Ainda nas políticas de natalidade, Jerónimo de Sousa aproveita para defender que, juntamente com o abono, as famílias sairiam beneficiadas com uma rede pública gratuita de creches até aos 3 anos de idade. "Era um elemento de tranquilidade e de confiança dos pais, garantindo que não andavam aos caídos e aos favores e à ajuda dos avós", completa o secretário-geral do PCP.

Já no programa do PSD, Rio nota que também as creches também estão presentes. Sublinha, no entanto, que a maior diferença em relação ao PCP é que os sociais-democratas juntam o setor social na criação da rede nacional de creches.

Na saúde, as parcerias público-privadas voltam à discussão com a carga ideológica dos partidos a sobressair nas propostas. Se no lado do PSD, Rui Rio defende que os setores privado e social devem ser complementares ao público, Jerónimo de Sousa acusa o PSD de encarar a saúde "como um negócio". "Não, não, não", interrompeu Rio.

"Se os privados estão capazes de gerir um hospital com o mesmo orçamento e fazer mais e melhor, porque é que hei de dizer que não?", questiona o presidente do PSD que defende maior responsabilização, autonomia e fiscalização nas gestões hospitalares.

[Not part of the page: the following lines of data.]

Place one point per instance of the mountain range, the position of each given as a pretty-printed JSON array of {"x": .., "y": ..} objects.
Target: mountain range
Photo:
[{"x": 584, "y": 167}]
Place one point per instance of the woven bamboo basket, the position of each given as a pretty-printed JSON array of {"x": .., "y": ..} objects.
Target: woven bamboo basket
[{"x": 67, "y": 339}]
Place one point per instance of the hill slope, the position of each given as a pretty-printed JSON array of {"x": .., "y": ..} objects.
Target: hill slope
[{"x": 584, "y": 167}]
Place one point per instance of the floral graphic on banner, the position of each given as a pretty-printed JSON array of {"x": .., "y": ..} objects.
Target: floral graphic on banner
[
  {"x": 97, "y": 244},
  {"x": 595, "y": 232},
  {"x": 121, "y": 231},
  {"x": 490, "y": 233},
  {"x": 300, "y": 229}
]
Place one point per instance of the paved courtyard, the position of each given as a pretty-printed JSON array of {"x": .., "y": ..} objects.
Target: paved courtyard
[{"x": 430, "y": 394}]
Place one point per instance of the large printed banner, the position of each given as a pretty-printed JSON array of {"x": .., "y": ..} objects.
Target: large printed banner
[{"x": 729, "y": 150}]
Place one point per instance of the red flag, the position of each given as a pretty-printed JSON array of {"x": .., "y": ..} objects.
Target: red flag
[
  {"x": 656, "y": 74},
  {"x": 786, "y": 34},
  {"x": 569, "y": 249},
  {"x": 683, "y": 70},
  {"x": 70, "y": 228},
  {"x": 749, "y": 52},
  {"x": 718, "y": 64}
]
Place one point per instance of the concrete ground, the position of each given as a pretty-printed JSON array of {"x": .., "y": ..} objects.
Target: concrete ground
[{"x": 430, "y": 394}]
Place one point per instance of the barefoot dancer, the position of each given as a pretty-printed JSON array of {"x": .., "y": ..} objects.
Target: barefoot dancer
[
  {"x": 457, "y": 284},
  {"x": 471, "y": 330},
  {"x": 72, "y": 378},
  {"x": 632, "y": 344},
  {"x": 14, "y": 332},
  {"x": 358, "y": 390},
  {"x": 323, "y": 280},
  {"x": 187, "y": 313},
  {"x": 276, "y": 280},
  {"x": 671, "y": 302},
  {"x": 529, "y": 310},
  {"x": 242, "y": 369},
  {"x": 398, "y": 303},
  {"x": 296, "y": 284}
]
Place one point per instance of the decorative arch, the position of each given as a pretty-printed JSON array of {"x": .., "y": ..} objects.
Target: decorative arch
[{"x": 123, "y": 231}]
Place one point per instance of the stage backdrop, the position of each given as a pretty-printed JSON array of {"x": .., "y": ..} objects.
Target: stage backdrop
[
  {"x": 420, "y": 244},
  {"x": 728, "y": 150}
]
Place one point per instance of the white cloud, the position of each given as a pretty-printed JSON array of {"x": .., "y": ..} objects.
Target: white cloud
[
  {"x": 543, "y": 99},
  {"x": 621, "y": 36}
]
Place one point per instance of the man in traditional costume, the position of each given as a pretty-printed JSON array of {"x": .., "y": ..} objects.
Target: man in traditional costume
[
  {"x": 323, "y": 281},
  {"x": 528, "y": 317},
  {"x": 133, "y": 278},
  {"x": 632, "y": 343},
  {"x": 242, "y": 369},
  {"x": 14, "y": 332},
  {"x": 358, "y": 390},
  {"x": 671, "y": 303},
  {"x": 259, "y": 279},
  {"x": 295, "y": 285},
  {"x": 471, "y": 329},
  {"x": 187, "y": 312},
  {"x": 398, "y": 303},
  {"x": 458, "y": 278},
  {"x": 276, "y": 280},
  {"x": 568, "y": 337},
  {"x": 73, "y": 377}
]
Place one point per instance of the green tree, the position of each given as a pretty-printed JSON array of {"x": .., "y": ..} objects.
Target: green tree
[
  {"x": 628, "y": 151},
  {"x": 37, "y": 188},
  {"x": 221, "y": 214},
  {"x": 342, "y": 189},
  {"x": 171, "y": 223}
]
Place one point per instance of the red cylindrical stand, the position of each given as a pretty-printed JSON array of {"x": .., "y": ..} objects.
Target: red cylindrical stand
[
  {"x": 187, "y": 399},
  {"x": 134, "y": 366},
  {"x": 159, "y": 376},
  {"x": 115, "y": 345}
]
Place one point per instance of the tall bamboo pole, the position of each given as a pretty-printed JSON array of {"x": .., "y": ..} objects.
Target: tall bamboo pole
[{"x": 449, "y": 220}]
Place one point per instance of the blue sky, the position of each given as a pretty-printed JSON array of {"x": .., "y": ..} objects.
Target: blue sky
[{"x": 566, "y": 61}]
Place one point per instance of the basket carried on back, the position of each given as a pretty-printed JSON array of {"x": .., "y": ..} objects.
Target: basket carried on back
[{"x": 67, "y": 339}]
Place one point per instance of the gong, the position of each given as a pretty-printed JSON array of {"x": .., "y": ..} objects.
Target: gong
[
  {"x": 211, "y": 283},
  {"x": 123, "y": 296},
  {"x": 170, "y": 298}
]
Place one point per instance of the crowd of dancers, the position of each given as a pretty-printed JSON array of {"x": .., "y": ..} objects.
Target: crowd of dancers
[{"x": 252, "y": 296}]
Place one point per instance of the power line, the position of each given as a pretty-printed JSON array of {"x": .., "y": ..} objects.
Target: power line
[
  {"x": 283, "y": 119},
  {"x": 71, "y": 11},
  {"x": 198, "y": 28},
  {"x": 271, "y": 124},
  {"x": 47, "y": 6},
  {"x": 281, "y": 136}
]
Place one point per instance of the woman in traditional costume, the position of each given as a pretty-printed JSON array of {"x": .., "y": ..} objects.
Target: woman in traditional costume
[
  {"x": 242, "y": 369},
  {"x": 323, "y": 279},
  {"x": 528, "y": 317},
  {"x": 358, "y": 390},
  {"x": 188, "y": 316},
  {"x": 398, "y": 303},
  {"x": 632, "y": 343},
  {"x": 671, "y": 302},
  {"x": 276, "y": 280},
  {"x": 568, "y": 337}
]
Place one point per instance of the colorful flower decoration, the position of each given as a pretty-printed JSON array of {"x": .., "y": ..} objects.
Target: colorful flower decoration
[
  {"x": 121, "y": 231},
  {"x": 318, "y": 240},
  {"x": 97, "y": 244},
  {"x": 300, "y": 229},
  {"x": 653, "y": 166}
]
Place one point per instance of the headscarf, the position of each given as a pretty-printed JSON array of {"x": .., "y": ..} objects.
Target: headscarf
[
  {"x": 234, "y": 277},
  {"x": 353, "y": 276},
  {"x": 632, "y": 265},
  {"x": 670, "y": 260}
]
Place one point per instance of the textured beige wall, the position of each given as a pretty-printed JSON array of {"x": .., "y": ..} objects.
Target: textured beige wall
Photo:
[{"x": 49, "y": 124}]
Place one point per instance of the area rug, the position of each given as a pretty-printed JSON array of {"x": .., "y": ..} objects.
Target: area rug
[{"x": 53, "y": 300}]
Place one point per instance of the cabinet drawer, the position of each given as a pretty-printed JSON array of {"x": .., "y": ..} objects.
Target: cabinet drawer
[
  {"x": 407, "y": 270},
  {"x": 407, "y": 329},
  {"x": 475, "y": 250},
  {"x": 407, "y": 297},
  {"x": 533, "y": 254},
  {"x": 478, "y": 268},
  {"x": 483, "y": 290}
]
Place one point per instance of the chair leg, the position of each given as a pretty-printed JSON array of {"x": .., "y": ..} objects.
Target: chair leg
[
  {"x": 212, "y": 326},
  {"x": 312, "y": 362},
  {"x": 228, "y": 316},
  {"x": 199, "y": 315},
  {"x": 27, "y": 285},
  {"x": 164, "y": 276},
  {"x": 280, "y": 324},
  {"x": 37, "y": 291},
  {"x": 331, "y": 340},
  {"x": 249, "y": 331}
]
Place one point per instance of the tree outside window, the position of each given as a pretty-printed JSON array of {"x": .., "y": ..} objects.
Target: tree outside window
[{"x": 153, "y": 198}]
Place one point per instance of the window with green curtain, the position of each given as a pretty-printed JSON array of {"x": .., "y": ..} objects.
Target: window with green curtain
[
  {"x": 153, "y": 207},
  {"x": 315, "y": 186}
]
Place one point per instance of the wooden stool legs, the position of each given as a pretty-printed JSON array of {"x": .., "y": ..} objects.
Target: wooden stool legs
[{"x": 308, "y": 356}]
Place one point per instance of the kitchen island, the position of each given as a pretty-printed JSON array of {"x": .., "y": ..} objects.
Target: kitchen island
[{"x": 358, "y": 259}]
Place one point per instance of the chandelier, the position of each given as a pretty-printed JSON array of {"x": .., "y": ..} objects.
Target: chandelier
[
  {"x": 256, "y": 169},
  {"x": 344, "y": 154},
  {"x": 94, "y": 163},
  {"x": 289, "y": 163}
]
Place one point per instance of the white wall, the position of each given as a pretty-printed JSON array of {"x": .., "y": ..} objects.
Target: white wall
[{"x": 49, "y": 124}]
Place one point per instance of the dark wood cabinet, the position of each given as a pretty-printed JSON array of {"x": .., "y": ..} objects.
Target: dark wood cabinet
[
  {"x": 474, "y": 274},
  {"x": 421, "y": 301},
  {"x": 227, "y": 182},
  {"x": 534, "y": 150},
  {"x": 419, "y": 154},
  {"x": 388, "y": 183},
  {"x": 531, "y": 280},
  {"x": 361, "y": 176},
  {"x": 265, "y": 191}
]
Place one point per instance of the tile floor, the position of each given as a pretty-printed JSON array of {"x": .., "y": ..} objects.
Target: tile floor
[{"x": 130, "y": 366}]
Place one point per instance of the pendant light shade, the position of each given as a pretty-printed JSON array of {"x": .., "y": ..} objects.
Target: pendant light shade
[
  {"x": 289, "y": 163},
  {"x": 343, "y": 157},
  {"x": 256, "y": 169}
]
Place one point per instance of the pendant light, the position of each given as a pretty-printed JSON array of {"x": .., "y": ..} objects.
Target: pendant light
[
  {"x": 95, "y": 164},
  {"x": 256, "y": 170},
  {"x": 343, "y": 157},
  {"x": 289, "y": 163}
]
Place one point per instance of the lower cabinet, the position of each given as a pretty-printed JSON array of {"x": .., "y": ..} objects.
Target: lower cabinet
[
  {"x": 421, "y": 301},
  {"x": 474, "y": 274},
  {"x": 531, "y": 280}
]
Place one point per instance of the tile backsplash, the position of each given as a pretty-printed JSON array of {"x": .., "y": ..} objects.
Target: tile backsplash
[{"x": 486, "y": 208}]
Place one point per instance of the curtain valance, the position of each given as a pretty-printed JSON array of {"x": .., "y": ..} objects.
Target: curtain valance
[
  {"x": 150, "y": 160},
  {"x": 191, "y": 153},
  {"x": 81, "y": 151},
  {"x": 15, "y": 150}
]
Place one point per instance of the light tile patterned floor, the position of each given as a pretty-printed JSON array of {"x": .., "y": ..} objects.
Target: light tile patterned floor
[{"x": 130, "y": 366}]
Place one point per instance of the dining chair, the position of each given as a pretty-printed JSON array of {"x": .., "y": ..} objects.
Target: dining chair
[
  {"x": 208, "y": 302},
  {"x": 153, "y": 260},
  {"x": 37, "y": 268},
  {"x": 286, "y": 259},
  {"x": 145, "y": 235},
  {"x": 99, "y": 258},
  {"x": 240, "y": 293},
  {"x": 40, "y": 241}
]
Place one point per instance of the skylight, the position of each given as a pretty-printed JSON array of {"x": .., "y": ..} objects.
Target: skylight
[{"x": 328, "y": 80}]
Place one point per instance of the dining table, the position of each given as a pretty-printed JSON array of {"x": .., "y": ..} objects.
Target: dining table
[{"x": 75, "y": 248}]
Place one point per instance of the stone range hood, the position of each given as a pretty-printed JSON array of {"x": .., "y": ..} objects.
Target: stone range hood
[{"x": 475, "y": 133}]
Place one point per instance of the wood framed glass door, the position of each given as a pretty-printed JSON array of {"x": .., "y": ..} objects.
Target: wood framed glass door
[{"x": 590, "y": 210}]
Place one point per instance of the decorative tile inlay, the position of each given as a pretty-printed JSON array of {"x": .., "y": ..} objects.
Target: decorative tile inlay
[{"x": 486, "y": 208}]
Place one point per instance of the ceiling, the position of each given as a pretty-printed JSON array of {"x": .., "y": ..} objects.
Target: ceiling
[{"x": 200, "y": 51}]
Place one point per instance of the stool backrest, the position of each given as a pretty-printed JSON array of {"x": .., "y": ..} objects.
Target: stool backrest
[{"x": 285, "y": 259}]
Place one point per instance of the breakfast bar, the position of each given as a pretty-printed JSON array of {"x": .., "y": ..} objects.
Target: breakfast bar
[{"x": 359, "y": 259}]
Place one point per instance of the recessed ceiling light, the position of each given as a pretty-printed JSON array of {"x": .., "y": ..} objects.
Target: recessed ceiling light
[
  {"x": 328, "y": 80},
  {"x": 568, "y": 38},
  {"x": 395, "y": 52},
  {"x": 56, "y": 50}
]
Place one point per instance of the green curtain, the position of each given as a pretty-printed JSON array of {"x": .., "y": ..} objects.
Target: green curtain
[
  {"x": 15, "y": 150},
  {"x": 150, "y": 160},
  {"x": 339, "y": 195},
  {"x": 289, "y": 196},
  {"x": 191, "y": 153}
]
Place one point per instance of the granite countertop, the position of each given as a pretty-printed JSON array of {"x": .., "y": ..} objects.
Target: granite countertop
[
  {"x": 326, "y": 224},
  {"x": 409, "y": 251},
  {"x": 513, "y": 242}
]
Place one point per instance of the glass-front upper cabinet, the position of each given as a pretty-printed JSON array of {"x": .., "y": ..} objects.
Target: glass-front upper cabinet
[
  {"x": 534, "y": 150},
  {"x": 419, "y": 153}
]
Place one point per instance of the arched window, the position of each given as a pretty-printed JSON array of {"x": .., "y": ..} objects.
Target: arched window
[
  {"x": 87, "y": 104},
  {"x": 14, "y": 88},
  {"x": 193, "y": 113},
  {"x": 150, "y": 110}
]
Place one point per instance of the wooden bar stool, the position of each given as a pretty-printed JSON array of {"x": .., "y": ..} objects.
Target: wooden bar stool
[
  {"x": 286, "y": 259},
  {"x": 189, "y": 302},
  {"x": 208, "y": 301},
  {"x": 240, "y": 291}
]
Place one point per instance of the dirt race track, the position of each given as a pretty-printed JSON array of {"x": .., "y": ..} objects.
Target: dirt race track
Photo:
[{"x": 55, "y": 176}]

Considerando uma vitória ter conseguido que não existisse na Lei de Bases da Saúde a referência à continuidade das PPP, Jerónimo de Sousa admite que possa haver a contratualização de serviços de forma supletiva "enquanto o Estado não tiver condições" para garantir o serviço à população. "Há muitos portugueses que continuam numa situação dramática mas que anseiam por aquilo que a nossa Constituição proclama que é o direito à saúde como um direito geral, universal e gratuito", nota.

Geringonça 2.0?

"Há coisas que não são repetíveis". Jerónimo de Sousa, questionado no final do debate, voltou a insistir na ideia de que um acordo como o que foi alcançado em 2015 não é repetível.

"Na altura, demos um contributo para resolver um impasse institucional que estava criado. Por isso, continuamos a considerar que há coisas que não são repetíveis e deixemos que os portugueses decidam qual a arrumação de forças", conclui Jerónimo de Sousa deixando a porta fechada aos socialistas no dia 6 de outubro.